A two-day conference for colleges participating in the Rwandan Presidential Scholars Program will begin tonight at the Clinton Presidential Library in Little Rock.

The conference will begin at 5 p.m. with a reception, welcoming Rwanda’s ambassador to the United States, James Kimonyo.
Former President Bill Clinton could be in attendance, according to a program release, but may be unable to due to recent health concerns.

Plans for a partnership between the Scholars Program and the William J. Clinton Foundation will be revealed at the conference. 

Hendrix College was the first in the state to establish the program in 2007. Since its beginning, 21 colleges are now on board, most recently, the University of Central Arkansas.

The program is unique, according to Peter Gess, director of International Programs at Hendrix College, because partnership between institutions of higher education is unusual, especially between private colleges with varying political and religious affiliations.

The program first began when the Rwandan government partnered with Oklahoma Christian University, according to the university’s Web site, as an opportunity to offer outstanding high school Rwandan students scholarship to OU.
The partnership formed under the Rwanda Vision 2020, set in place in efforts to rebuild the country after a brutal civil war left civic, government and private sector infrastructures in ruins.
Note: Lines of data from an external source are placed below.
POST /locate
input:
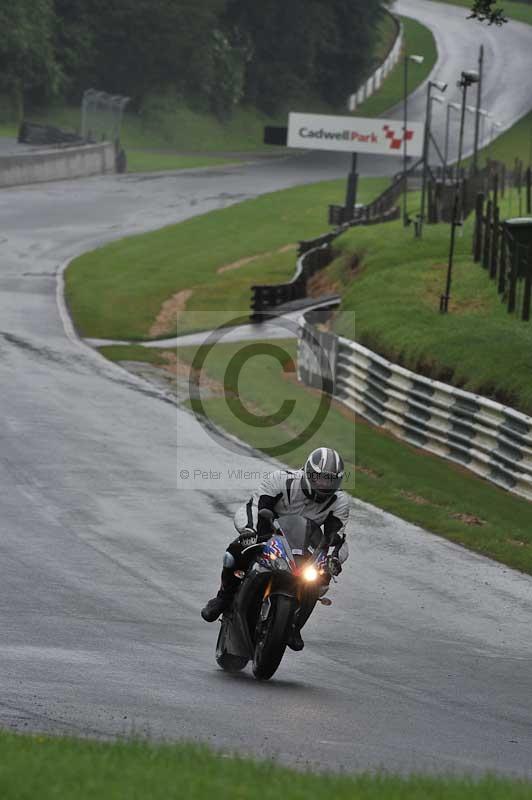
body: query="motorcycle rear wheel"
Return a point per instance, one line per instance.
(271, 643)
(227, 661)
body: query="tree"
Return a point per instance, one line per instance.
(304, 47)
(27, 59)
(486, 11)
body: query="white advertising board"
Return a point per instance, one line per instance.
(382, 137)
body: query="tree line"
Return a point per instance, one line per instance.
(218, 52)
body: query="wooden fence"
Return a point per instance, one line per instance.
(506, 259)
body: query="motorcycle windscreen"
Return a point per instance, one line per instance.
(302, 534)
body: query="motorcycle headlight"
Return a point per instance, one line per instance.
(310, 574)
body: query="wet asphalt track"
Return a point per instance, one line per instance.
(422, 663)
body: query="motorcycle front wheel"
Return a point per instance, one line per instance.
(271, 641)
(227, 661)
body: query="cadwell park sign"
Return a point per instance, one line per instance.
(354, 134)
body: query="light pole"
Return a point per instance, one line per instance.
(417, 60)
(480, 113)
(467, 78)
(494, 125)
(477, 110)
(441, 87)
(455, 107)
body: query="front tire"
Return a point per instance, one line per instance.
(227, 661)
(271, 642)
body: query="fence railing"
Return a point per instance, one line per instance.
(507, 260)
(374, 82)
(315, 254)
(491, 440)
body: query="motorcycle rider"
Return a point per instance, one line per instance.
(313, 492)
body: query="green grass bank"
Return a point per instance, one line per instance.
(425, 490)
(46, 768)
(117, 291)
(392, 282)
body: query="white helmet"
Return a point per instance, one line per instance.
(323, 473)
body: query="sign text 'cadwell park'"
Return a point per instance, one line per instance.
(354, 134)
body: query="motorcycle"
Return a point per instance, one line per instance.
(286, 578)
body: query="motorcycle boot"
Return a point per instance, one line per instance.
(295, 640)
(223, 600)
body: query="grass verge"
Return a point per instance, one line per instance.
(397, 477)
(50, 768)
(514, 143)
(117, 291)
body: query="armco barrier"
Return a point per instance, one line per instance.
(313, 256)
(490, 439)
(374, 82)
(57, 164)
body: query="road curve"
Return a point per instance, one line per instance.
(420, 664)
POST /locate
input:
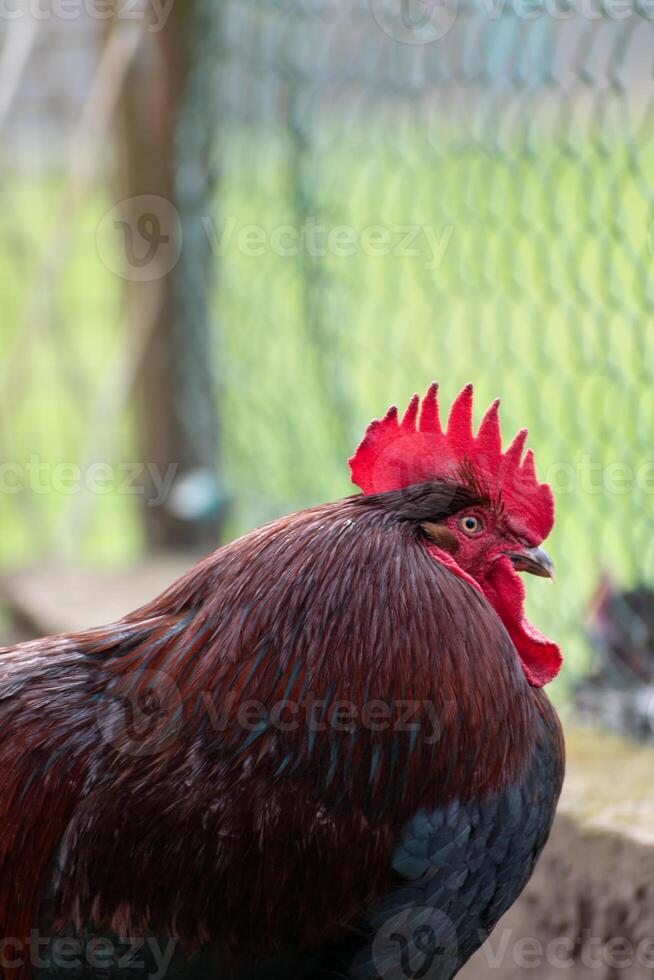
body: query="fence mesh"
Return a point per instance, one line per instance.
(406, 192)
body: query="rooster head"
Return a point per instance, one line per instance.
(500, 513)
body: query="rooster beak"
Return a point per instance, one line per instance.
(533, 560)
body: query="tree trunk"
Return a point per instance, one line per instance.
(168, 269)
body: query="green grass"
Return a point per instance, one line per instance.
(544, 296)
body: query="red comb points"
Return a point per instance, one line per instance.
(395, 454)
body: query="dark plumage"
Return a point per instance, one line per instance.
(316, 755)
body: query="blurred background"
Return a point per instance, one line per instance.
(232, 233)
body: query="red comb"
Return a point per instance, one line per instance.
(395, 454)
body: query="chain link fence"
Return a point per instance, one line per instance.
(405, 191)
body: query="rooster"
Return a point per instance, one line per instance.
(324, 752)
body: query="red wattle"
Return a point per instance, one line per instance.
(541, 658)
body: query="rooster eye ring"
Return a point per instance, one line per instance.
(470, 525)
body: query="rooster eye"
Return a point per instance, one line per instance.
(470, 525)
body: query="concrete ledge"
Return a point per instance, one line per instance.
(588, 911)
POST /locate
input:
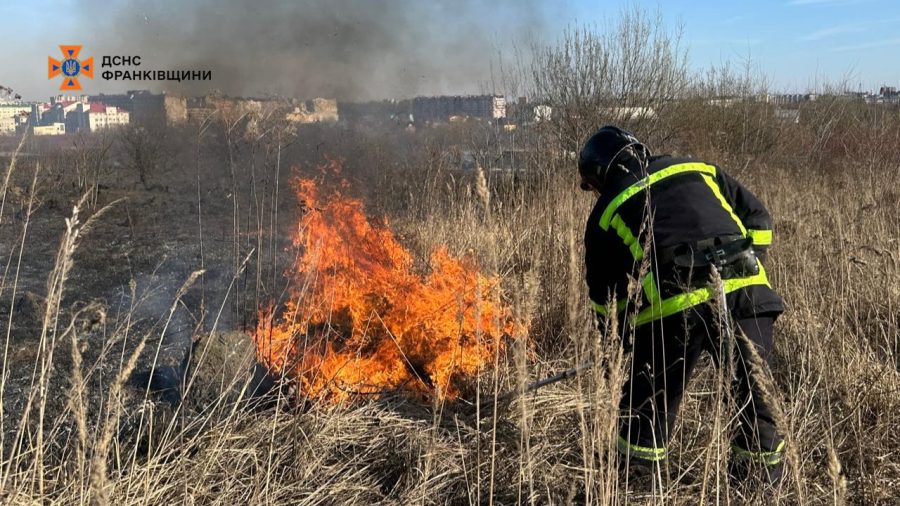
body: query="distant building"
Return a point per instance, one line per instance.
(12, 115)
(148, 108)
(99, 116)
(630, 113)
(51, 129)
(317, 110)
(788, 115)
(440, 109)
(542, 113)
(7, 125)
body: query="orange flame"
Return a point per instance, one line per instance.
(361, 320)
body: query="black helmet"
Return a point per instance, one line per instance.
(601, 150)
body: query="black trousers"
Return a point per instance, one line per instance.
(665, 353)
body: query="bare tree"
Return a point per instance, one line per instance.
(627, 74)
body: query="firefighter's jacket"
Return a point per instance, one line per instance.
(676, 201)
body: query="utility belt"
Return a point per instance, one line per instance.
(690, 264)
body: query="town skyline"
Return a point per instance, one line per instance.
(798, 45)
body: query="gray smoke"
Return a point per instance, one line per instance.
(348, 49)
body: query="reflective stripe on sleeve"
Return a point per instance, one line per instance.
(767, 458)
(761, 237)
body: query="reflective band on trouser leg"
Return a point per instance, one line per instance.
(651, 290)
(643, 184)
(766, 458)
(680, 302)
(640, 452)
(761, 237)
(714, 186)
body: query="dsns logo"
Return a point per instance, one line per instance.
(70, 68)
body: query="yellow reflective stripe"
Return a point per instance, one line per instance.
(767, 458)
(628, 238)
(657, 176)
(761, 237)
(714, 186)
(651, 290)
(641, 452)
(604, 309)
(680, 302)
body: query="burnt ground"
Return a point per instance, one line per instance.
(150, 239)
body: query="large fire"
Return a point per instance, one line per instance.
(362, 321)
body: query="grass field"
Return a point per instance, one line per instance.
(120, 252)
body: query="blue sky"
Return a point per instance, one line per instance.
(797, 44)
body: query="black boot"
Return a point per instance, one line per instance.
(744, 472)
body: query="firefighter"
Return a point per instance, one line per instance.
(665, 224)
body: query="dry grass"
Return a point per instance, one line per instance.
(836, 260)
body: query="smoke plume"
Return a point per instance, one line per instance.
(347, 49)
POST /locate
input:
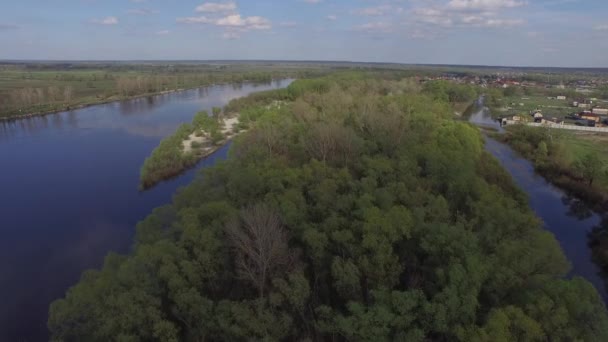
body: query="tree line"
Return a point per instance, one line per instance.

Rwandan students like Innocent Harerimana Hirwa, Hendrix sophomore and chemistry major, have agreed to study a science and pursue a career that will benefit the country of Rwanda.
Hirwa said his government recently granted him the ability to pursue his education to the graduate level in chemical engineering, which he will use to teach at one of the understaffed universities in the country.

A program release stated after more than 1 million Rwandans were killed, including almost all of senior government officials, educators and business leaders were also killed or were driven out of the country by perpetrators of genocide.
“This program will allow Rwanda’s top students to receive a degree in the United States and then return to help rebuild their country,” the release states.

Hendrix has 19 Rwandan students enrolled. Students are also enrolled at the University of Arkansas at Little Rock, the University of Arkansas-Fayetteville, Harding University, Henderson State University, Philander Smith College, Lyon College, and Ouachita Baptist. UCA will receive its first Rwandan scholars in the fall.

Tom Goodwin, professor of Chemistry at Hendrix, said without wanting to generalize, his Rwandan students were good students.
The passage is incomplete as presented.